What Government did wrong
- The public law that prevented banks with consumer deposits to involve in riskier investments was later changed by “Gramm Leach Bliley Act ” which cleared the way for future mergers such as the formation of Citigroup and other conglomerates.
- On April 28, 2004, the SEC met to consider leverage limits on the investment banks.
- Never considered regulating highly risky derivative market.
- Investment Banks were allowed to manipulate market economics by not levying bar on them as they involved in corruption, unprecedented betting etc.
Who was responsible
- The Government for all the above reasons.
- The entire system of securitization of food chain, that saw the giants of financial services exploiting borrowers money, practically gambling with it to increase their short time earnings and revenue, comprising the long term standing of the company. Also, luring the public into loan schemes, unprotected by Government, not in public interest, and finally dumping them with the burden of unemployment.
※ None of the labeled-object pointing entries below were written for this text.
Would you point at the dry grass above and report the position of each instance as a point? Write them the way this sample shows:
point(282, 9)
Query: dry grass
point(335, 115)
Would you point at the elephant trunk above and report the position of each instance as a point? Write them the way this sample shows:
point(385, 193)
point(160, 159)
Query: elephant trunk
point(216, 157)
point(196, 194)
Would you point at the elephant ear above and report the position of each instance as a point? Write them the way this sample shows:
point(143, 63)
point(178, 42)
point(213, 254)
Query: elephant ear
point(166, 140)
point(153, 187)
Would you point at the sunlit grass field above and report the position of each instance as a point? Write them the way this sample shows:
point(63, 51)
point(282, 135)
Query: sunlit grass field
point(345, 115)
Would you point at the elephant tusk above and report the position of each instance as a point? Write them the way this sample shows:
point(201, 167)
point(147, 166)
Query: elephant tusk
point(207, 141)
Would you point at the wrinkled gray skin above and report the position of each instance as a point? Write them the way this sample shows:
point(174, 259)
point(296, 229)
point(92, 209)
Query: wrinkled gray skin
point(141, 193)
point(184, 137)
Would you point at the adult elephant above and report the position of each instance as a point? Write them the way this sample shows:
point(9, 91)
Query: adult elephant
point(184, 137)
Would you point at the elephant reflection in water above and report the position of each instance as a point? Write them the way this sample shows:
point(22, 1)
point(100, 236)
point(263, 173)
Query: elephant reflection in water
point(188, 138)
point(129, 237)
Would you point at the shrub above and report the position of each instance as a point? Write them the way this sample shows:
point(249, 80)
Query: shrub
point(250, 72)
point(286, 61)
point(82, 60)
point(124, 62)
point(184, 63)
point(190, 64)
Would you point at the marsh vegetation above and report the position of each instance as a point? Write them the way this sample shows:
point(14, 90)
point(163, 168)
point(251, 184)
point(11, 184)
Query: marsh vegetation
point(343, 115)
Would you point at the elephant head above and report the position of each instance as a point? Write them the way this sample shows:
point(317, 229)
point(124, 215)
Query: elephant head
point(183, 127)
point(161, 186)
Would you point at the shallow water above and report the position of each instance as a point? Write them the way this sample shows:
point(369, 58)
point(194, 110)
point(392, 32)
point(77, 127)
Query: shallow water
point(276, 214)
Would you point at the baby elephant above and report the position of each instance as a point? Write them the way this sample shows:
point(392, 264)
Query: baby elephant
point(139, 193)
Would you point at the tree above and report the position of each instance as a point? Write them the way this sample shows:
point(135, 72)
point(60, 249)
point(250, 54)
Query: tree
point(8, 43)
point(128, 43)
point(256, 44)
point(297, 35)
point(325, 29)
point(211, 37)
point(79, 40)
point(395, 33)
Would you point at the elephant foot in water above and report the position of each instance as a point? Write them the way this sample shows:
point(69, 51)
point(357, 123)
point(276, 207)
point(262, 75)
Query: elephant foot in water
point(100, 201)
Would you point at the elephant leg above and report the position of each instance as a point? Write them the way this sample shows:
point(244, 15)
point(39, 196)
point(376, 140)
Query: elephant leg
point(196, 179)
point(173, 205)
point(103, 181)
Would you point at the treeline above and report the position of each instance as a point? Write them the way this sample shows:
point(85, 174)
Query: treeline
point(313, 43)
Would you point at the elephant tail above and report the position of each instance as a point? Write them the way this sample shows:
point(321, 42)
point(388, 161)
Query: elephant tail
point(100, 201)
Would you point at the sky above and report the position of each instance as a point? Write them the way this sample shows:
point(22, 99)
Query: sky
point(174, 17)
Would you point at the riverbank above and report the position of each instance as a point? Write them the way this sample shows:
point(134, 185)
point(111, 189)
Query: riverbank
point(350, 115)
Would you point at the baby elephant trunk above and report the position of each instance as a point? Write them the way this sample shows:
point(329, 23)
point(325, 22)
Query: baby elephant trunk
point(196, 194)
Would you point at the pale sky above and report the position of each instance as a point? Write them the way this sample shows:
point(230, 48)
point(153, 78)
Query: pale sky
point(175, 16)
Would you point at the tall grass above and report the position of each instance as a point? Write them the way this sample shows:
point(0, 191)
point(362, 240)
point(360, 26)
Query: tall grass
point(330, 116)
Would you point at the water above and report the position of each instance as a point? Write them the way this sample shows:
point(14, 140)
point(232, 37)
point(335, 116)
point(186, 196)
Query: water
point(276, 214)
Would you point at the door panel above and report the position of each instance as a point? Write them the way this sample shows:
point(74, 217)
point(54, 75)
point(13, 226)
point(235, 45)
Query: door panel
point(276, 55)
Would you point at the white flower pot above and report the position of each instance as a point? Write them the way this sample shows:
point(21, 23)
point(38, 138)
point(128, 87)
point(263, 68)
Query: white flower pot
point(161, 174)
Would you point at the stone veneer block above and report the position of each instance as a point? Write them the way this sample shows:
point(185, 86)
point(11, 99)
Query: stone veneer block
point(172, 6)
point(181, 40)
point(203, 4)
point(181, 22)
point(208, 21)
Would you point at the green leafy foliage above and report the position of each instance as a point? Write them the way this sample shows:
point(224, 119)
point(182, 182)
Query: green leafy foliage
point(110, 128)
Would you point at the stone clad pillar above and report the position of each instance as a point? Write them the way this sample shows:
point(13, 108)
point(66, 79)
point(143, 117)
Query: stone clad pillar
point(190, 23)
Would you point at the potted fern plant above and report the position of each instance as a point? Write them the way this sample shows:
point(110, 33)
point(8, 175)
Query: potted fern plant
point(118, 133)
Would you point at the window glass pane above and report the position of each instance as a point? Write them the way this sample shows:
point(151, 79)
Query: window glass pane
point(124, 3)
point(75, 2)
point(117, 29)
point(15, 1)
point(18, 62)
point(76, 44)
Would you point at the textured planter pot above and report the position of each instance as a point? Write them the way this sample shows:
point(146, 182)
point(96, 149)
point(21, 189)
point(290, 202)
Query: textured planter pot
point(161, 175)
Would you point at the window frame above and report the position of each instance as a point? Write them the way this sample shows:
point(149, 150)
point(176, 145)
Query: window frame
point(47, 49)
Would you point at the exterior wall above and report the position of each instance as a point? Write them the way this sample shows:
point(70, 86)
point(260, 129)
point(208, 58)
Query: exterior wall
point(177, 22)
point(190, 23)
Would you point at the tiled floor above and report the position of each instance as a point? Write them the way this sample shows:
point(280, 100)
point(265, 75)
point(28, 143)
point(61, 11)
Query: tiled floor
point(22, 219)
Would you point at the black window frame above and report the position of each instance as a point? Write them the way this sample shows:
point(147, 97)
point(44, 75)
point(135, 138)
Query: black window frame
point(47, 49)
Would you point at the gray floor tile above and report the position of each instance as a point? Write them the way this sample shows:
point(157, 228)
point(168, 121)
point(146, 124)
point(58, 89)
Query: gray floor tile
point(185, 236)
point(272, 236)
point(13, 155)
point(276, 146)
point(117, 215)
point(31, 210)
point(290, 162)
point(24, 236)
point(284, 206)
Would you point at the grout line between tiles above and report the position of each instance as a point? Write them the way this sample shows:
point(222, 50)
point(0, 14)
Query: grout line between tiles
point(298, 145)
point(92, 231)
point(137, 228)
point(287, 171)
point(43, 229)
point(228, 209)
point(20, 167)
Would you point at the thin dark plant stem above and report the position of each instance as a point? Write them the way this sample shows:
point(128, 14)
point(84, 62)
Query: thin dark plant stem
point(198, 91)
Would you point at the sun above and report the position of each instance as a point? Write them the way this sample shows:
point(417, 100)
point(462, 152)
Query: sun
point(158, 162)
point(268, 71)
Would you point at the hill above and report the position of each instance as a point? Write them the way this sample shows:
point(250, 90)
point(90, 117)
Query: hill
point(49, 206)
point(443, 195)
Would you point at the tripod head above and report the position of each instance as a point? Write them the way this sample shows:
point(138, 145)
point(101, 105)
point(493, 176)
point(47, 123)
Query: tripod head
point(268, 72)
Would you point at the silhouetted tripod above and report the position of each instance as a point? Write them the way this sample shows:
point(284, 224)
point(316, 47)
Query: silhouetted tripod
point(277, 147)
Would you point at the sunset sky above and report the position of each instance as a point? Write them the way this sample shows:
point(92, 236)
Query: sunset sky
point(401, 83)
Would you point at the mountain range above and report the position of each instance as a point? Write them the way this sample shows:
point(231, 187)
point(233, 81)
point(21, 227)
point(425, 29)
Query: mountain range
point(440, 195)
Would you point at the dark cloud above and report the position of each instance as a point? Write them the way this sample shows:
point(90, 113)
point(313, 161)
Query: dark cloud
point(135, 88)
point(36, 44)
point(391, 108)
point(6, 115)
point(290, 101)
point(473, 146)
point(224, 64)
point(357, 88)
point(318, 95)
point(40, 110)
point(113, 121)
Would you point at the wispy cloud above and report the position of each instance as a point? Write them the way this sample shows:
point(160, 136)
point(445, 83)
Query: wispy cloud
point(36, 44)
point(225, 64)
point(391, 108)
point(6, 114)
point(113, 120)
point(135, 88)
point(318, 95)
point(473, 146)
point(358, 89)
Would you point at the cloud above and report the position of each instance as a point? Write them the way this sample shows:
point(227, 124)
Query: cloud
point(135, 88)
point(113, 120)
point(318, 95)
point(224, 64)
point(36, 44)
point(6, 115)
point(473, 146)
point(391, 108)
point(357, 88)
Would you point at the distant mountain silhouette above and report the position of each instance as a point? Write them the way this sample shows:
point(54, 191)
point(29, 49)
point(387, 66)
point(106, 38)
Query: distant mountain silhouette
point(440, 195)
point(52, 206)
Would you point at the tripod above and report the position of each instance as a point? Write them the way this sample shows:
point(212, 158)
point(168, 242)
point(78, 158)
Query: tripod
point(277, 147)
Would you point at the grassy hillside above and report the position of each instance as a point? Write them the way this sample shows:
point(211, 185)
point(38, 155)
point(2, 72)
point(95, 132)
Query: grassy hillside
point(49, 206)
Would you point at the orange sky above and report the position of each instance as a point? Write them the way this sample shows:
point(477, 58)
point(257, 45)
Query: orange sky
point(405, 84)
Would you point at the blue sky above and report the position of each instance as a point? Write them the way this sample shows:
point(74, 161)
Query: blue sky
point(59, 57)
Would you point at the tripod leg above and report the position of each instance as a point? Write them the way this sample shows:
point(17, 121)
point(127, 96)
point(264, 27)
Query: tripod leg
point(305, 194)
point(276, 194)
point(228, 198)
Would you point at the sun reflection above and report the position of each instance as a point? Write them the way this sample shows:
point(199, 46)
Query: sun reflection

- To buy a home is an American Dream, and does it not bother one when the dream becomes so much real, that everyone can own it. The current financial turmoil that eventually led to the severe global recession, undoubtedly urges people to remain more vigilant, to think harder before putting money into the hands of such companies.
Some Quotes in the movie I found essentially Great
- When you start thinking that you can create something out of nothing it is very difficult to resist.
- Recently neuroscientists have done experiments where they have taken individuals and put them into an MRI machine and they have to play a game where the price is money and they noticed that when the subjects earn money, the part of the brain that gets stimulated is the same part that cocaine stimulates.
- Why should a financial engineer be paid 4 – 100 times more than a real engineer? A real engineer builds bridges, a financial engineer build dreams and you know when those dreams turn out to be nightmares, other people pay for it.